Ceci dit, maintenant qu’elle y réfléchit, elle n’est pas obligée de trancher ses liens, elle peut aussi les distendre, les faire glisser le long de son corps jusqu’à créer assez de mou pour la dégager. C’est long, mais tant pi, c’est mieux que de rester là à ne rien faire en attendant que l’autre rapplique. Elle se met donc immédiatement à la tâche, tirant sur les liens pour les faire remonter au niveau du cou de la captive. Lorsqu’elle aura crée suffisamment de mou, elle pourra simplement les faire passer par dessus la tête de la victime pour la libérer. Heureus-… Hum, malheureusement, la plupart des liens se concentrent sur la poitrine de la victime, ce qui force Saphiru a, y mettre les mains. Et les gémissements de la victime, qui semble apprécier ce contact, ne l’aident pas à se concentrer. En faisant passer les liens par dessus, elle soulève la poitrine totalement offerte, qui retombe lourdement à chaque passage. Pour chaque corde, le même spectacle obscène se répète et Saphiru mentirait si elle prétendait ne pas apprécier le spectacle … Non, non, concentrée, c’est une victime, avec une très belle poitrine, mais c’est une victime.

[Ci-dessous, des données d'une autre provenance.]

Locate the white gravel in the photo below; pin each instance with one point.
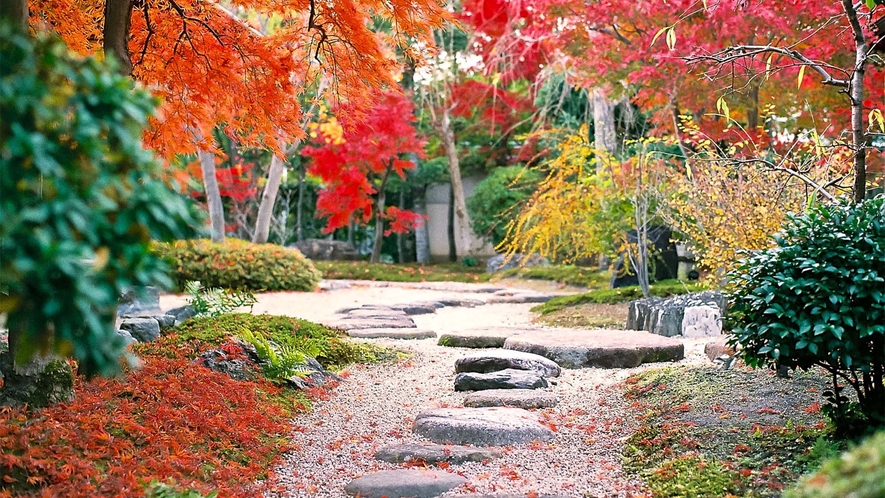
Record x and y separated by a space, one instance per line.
376 406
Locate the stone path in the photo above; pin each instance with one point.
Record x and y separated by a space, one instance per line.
439 424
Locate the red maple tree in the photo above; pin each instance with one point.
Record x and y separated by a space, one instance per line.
356 166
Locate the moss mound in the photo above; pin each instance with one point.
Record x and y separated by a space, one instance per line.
237 264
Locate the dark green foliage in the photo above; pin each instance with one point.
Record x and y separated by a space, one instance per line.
328 346
497 199
237 264
859 473
818 299
664 288
81 201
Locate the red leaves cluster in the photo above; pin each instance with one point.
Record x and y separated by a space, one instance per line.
170 419
353 171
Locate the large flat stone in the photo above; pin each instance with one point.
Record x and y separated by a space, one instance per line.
502 379
434 453
520 398
493 360
479 337
392 333
404 483
576 348
481 426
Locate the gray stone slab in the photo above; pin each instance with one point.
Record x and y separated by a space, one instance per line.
392 333
603 348
434 453
520 398
404 483
481 426
502 379
492 360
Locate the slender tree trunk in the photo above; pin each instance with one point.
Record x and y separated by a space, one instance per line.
379 215
213 195
604 135
462 227
268 199
15 12
117 21
855 93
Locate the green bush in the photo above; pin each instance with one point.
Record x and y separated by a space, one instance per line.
858 473
241 265
328 346
80 201
497 200
818 299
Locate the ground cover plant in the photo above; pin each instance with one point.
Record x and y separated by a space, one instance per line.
706 431
171 418
405 272
237 264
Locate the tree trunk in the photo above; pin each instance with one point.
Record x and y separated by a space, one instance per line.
299 210
855 93
15 12
117 20
462 227
268 199
213 195
604 135
422 238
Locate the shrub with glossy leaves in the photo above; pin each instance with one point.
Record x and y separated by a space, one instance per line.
241 265
80 200
818 299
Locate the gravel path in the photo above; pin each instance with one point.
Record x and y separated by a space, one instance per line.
376 406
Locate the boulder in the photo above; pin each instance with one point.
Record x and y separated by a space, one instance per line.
434 453
493 360
503 262
503 379
141 329
481 426
667 317
404 483
520 398
326 250
603 348
392 333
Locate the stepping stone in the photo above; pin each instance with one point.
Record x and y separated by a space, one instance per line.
520 398
392 333
603 348
481 426
493 360
404 483
434 453
479 337
389 322
503 379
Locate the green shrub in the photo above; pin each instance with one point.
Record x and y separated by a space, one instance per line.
81 200
241 265
328 346
858 473
818 299
497 199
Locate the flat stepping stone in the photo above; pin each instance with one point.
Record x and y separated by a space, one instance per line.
520 398
603 348
404 483
434 453
502 379
392 333
389 322
481 426
479 337
493 360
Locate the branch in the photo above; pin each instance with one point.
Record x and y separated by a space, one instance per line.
731 54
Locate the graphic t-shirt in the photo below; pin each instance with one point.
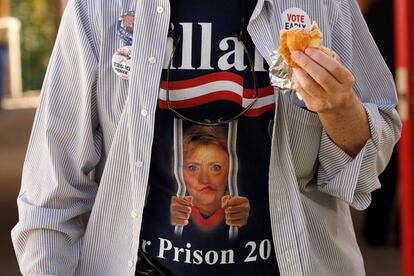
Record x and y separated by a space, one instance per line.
207 209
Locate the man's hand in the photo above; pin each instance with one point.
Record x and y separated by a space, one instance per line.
326 88
180 209
236 210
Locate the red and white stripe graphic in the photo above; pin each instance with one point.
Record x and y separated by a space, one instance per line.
216 87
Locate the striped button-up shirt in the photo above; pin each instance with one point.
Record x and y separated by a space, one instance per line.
90 148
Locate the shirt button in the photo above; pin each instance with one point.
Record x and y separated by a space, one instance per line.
144 112
131 263
152 60
134 214
160 9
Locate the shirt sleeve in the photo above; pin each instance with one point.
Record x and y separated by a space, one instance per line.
64 149
353 179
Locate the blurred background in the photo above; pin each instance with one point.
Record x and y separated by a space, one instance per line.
27 32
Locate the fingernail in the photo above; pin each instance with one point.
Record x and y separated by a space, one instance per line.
309 51
296 55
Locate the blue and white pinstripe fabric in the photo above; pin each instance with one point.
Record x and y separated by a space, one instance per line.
90 147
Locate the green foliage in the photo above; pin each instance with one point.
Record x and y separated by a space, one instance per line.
37 36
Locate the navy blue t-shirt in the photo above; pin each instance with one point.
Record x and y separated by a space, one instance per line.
213 179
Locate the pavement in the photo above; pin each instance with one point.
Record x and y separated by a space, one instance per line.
15 126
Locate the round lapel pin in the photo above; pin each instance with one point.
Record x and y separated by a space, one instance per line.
295 18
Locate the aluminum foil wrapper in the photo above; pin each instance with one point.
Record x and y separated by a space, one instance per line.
281 74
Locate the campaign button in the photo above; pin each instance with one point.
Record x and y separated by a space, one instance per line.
295 18
125 27
121 62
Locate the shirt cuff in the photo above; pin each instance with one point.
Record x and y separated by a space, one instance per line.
351 179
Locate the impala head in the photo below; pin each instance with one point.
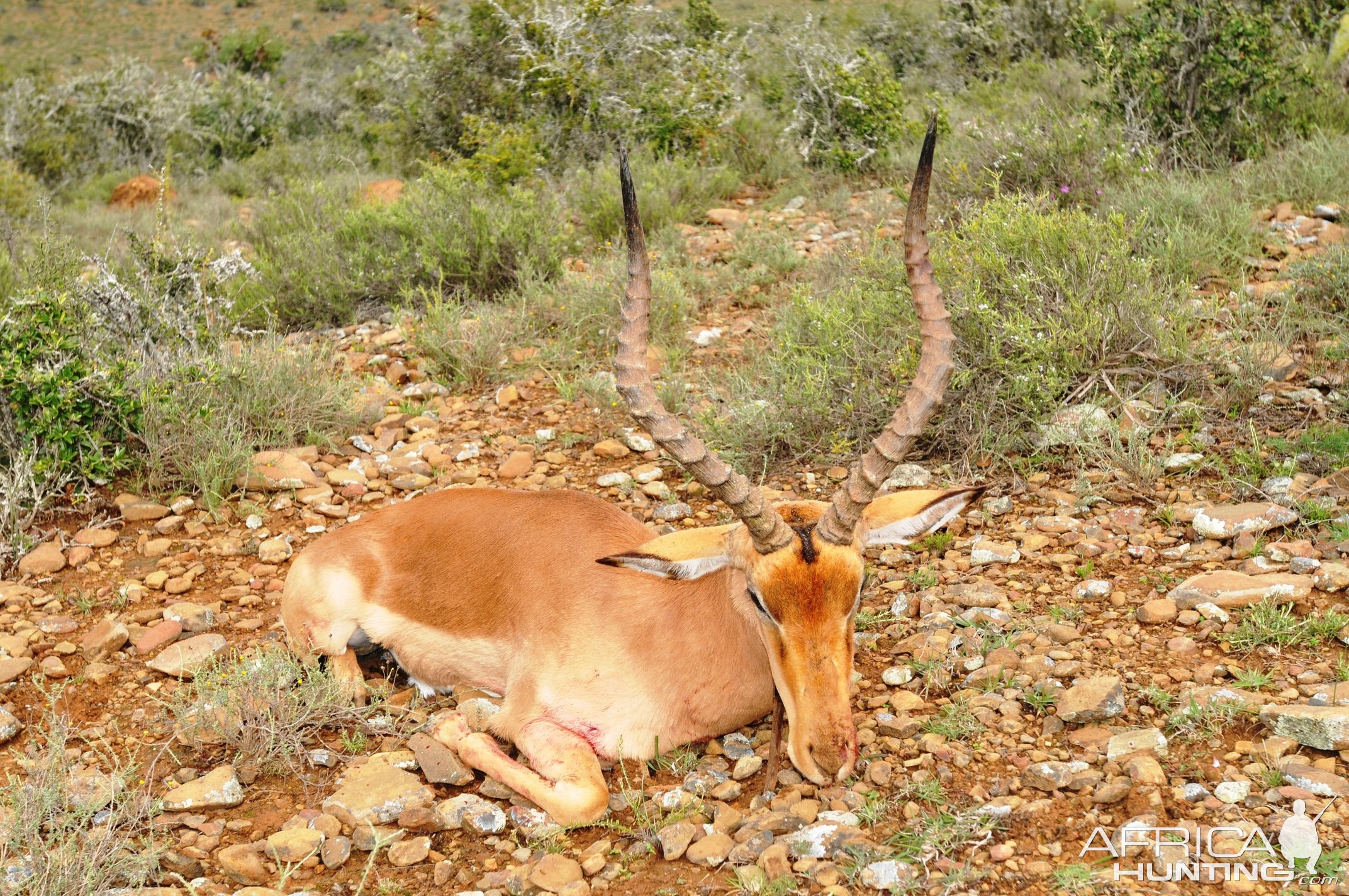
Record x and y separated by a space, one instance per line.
802 561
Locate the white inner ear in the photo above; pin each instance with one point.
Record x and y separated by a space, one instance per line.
680 570
910 528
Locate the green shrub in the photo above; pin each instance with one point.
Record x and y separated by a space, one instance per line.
1324 280
1209 81
257 52
59 393
322 257
1038 297
20 192
668 191
208 415
846 106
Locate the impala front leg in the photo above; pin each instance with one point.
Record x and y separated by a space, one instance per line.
564 780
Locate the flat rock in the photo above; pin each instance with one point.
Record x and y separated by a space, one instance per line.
377 794
294 845
439 764
10 726
554 873
43 561
143 510
103 640
1232 520
711 851
1092 701
1324 728
1231 589
96 537
184 658
219 788
14 667
277 471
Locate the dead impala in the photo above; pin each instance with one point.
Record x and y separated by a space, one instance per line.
606 640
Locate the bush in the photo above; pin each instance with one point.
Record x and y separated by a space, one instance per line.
264 707
205 417
1207 81
322 257
258 52
578 76
72 830
668 191
57 393
1039 299
20 192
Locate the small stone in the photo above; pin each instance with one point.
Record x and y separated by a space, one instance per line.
243 864
1324 728
335 852
43 561
1255 517
612 449
1231 589
143 512
218 790
888 875
277 471
294 845
409 852
184 658
192 617
103 640
377 794
274 551
711 851
1092 701
985 552
96 537
516 466
158 636
675 838
10 726
1156 612
555 872
1232 791
1127 742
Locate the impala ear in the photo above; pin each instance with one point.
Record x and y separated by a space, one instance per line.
904 516
681 555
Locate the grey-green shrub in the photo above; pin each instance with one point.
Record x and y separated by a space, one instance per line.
322 254
1039 299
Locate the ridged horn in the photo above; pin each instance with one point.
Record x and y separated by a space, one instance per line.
838 525
634 384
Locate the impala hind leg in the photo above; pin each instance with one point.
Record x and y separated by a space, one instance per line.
564 779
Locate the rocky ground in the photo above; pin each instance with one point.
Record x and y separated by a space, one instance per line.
1078 654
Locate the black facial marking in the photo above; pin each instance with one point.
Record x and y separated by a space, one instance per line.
807 542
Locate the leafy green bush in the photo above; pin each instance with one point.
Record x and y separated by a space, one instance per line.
320 255
20 191
1039 299
57 390
205 417
846 106
985 36
257 52
1206 80
669 191
579 76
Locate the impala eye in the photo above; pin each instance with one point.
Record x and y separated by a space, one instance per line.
759 603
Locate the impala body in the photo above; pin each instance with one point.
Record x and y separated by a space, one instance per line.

C’est alors que Félicia apparaît à nouveau, découvrant l’état dans lequel se trouve son installation, les cameras éclatées par terre, les câbles débranchés, le stream ruiné et une intruse qui essaye de partir avec sa salope. Saphiru la regarde, essayant de la jauger au mieux, prête à répliquer, s’éloignant de la victime pour qu’elle ne se retrouve pas au milieu d’une bagarre. Elle va tenter un coup de pression, histoire de remettre cette perverse à sa place et de prendre l’ascendant :
« Alors faiblarde, on revient pour sa deuxième raclée ? »
L’essentiel est dit, l’accueil est glacial et l’intruse montre les crocs, après avoir prouvé qu'elle savait mordre.